Necesito buscar códigos (ej. 02680) en una celda con mas texto (ej,>FTE FAVENA 10.4 NG 02680.020) y traer el valor de otra columna en esa misma fila (ej. precio $1,234.93), el problema es que en la celdas en la que tengo que buscarlo a veces viene el código al final del texto, a veces en medio, a veces incompleto.

El hecho de que el código viene entre mas texto, impide que se pueda ordenar la columna.

hice un HALLAR en toda la columna con wildcards (*02680*) para encontrar el código entre el texto.

Se me ocurre que necesito un INDICE Y COINCIDIR para que una vez que encontré el codigo pueda traer el dato del precio que esta en otra columna en esa misma fila, pero no se como introducir la funcion HALLAR en INDICE Y COINCIDIR o si necesito añadir otra formula


----------



## FerM (Apr 20, 2010)

mvptomlinson resolvió mi duda

http://www.mrexcel.com/forum/showthread.php?t=462889

utilizar la wildcard en la formula COINCIDIR..

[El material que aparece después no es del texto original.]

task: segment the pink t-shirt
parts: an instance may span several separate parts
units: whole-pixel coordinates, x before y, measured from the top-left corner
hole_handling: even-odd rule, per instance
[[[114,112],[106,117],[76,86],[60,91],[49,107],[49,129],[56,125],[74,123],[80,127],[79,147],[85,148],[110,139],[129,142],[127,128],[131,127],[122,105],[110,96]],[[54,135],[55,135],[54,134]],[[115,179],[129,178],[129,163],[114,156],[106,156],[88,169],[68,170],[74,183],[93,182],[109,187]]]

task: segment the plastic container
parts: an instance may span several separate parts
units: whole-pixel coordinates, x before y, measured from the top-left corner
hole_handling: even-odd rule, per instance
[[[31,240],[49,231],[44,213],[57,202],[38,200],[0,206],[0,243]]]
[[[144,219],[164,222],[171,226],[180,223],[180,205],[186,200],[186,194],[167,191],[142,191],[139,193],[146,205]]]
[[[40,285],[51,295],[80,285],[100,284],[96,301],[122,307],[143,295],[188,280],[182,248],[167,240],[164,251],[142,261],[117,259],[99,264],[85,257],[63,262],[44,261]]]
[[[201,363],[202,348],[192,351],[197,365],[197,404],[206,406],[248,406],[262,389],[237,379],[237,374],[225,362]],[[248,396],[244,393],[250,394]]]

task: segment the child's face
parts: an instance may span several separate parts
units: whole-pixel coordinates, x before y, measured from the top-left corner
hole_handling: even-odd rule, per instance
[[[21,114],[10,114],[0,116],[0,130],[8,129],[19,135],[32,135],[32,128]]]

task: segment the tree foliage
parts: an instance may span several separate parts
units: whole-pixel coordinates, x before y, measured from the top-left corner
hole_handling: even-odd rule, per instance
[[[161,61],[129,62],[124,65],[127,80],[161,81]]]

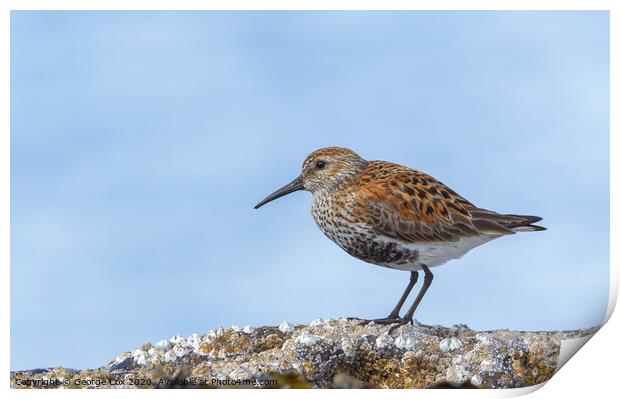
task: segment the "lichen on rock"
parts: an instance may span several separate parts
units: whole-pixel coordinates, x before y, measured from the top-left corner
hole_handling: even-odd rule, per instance
[[[95,370],[11,372],[11,386],[39,381],[35,387],[514,388],[551,378],[561,340],[595,331],[476,332],[464,325],[417,323],[391,328],[351,319],[218,328],[147,343]]]

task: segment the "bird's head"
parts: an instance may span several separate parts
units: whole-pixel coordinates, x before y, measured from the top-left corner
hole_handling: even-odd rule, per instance
[[[259,202],[254,209],[295,191],[314,193],[329,190],[357,176],[367,163],[348,148],[326,147],[316,150],[304,160],[299,177]]]

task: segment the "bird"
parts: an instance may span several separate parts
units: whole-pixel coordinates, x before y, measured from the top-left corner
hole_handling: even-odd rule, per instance
[[[409,282],[387,317],[377,324],[413,324],[413,315],[432,281],[431,268],[473,248],[518,232],[546,230],[539,216],[502,214],[475,206],[432,176],[387,161],[367,161],[343,147],[312,152],[292,182],[254,209],[305,190],[319,229],[351,256],[408,271]],[[401,309],[424,272],[422,287],[407,312]]]

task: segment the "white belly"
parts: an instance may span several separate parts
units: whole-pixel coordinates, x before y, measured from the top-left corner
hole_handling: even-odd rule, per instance
[[[384,264],[381,266],[399,270],[421,270],[422,265],[428,267],[440,266],[452,259],[458,259],[472,249],[485,244],[498,236],[475,236],[464,237],[455,242],[425,242],[417,244],[409,244],[399,241],[398,244],[409,249],[417,251],[418,258],[415,262],[406,264]],[[388,239],[392,241],[391,239]]]

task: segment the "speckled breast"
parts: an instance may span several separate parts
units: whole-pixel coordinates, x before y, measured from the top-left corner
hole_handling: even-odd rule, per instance
[[[353,198],[336,197],[324,192],[316,192],[312,196],[314,221],[330,240],[350,255],[396,269],[410,269],[417,263],[417,250],[377,235],[371,227],[355,220],[353,209]]]

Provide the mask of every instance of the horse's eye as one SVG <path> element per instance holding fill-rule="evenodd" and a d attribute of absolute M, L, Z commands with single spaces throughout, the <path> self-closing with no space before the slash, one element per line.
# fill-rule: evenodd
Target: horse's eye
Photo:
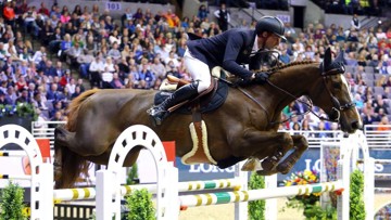
<path fill-rule="evenodd" d="M 332 88 L 335 88 L 335 89 L 341 89 L 341 83 L 332 82 Z"/>

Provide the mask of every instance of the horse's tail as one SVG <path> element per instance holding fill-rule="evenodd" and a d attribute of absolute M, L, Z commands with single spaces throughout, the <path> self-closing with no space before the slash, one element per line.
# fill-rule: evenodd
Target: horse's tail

=INDICE(L1:L100,COINCIDIR("*"&A4&"*",P1:P100,0))

busca el valor A4: 02680 en la columna P y regresa el valor de la columna L


----------



## Greg Truby (Apr 27, 2010)

Gracias, FerM, por haber puesto un vínculo aquí a la solución provisto por Tomlinson.  Muy amable por su parte.

Atentamente,


----------